Are the patients cured or do they have to take the treatment continuously?

It depends, nowadays the treatment has to be administered… the chemotherapy-free regimen is still experimental. Actually it’s paradoxical that even if an Italian group carried out the whole experimentation, the whole trial, the arsenic trioxide is not approved in Italy so it’s not possible to give it through the national health service. So it depends a little bit on the regimen; most patients tend to have a defined treatment with standard protocols with retinoic acid and an anthracycline and then they undergo salvage therapy or bone marrow transplantation in the rare cases of relapse after the initial therapy.

What is the relationship between the disease and metabolism/obesity?

What our group, in collaboration with Lo-Coco’s group, found out a couple of years ago was that this disease is particularly susceptible to the effect of systemic metabolism. Actually, even earlier data from Esteva’s group at MD Anderson found that APL patients tend to be, on average, much more obese or overweight than the normal population and also more obese than other types of AML. What we found out last year was that not only obesity increases the incidence of APL but it also worsens the outcome of these patients. So this is, as I said, a very curable disease but obese patients tend to have a relapse rate that is about threefold higher than non-obese patients. This same relationship is not as strong in other types of AML so there seems to be something specific to the biology of APL that makes it so dependent on systemic metabolism. So what we have been trying to do in the lab is to try to understand why this is happening, so how is it possible that a fat host environment shapes the biology of this disease in a different way than a non-fat environment. We’ve been looking at a number of things and we’ve been trying to model this phenomenon in the mouse. In the mouse this has given us very striking results because APL has a very well defined and very universally used model; it’s a mouse that continuously develops the disease but with intermediate penetrants, so only 60% of these mice get the disease in their lifetime. If you subject these mice to a high fat diet the mice, of course, get fat and 100% of these mice develop the leukaemia and the latency with which they develop the disease is shortened significantly by about fifty days, it’s about a fifth of their leukaemia free survival. Now we’re trying to understand why this is happening and we think we have preliminary results showing that this may have to do with the DNA stability in the haematopoietic stem cell compartments.

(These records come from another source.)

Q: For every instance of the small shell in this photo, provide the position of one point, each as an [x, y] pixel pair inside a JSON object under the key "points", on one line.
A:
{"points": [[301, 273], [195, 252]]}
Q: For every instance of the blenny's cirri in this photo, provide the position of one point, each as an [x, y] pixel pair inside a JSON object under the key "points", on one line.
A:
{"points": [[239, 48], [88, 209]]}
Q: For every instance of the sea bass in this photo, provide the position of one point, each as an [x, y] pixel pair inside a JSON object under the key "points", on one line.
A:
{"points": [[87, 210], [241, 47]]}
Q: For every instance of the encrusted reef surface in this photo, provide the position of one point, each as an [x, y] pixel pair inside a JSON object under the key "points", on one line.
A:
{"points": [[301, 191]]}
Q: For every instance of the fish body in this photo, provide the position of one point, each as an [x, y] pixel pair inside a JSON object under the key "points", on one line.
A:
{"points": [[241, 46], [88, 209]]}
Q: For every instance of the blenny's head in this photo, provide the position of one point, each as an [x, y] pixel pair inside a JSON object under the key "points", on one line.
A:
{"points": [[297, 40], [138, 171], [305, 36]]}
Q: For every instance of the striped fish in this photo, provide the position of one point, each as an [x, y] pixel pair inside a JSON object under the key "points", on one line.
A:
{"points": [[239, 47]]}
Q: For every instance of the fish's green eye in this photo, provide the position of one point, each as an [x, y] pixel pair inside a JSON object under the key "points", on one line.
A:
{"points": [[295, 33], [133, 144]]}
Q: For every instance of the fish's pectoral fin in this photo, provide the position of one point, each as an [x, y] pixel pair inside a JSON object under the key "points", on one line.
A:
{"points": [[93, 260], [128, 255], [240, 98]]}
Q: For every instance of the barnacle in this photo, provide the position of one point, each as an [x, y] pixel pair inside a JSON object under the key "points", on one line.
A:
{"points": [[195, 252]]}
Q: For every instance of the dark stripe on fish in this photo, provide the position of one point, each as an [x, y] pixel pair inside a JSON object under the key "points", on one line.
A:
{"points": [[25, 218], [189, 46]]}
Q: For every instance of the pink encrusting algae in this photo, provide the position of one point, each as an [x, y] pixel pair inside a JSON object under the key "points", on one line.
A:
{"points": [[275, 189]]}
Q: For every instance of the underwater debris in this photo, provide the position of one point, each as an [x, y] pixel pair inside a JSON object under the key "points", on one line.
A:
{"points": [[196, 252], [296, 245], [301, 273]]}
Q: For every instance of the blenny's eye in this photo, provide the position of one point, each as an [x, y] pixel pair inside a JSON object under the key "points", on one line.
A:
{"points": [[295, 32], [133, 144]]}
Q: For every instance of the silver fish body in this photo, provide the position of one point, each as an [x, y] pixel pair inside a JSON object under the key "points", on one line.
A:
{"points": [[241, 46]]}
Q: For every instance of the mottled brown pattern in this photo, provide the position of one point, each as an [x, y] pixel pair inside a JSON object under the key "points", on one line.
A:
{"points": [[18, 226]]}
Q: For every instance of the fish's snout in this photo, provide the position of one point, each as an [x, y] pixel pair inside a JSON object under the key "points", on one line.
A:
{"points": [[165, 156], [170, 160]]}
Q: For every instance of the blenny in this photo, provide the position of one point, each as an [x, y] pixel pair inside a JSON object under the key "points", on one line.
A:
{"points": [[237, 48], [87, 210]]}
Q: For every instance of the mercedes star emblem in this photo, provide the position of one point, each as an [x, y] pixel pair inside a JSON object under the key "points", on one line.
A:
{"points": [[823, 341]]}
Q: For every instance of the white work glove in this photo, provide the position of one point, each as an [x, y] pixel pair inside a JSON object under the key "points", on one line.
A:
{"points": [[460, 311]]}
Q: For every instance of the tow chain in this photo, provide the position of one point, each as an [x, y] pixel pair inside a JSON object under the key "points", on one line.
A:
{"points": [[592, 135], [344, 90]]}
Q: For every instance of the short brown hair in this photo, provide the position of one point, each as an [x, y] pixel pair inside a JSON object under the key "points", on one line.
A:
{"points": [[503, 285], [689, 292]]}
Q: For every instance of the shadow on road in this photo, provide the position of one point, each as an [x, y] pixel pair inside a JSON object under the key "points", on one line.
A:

We also have been carrying out studies on other types of cancer, namely breast cancer, where we also know and we’ve also furthered this evidence that obesity does influence both the incidence and the outcome of this disease. One important thing to stress here is that it’s very likely that obesity is not going to have the same impact on all types of cancer, probably different types of cancer, depending on their biology, will respond differently both to obesity and, very importantly, to dietary interventions of different sorts. So one thing that I didn’t mention is that in our APL model we’ve seen that caloric restriction, so the opposite of obesity, has a dramatic impact on the outcome of the disease because if you inject APL cells into a mouse that has been subjected to caloric restriction the outcome, the mortality of these mice, is dramatically ameliorated by caloric restriction. This is something that, of course, can be immediately translated into the clinic because it is now possible to propose dietary intervention programmes, as we are trying to do at the EIO as well, to help as a sort of adjuvant to anti-cancer therapy. There now is a mechanistic rationale for doing this.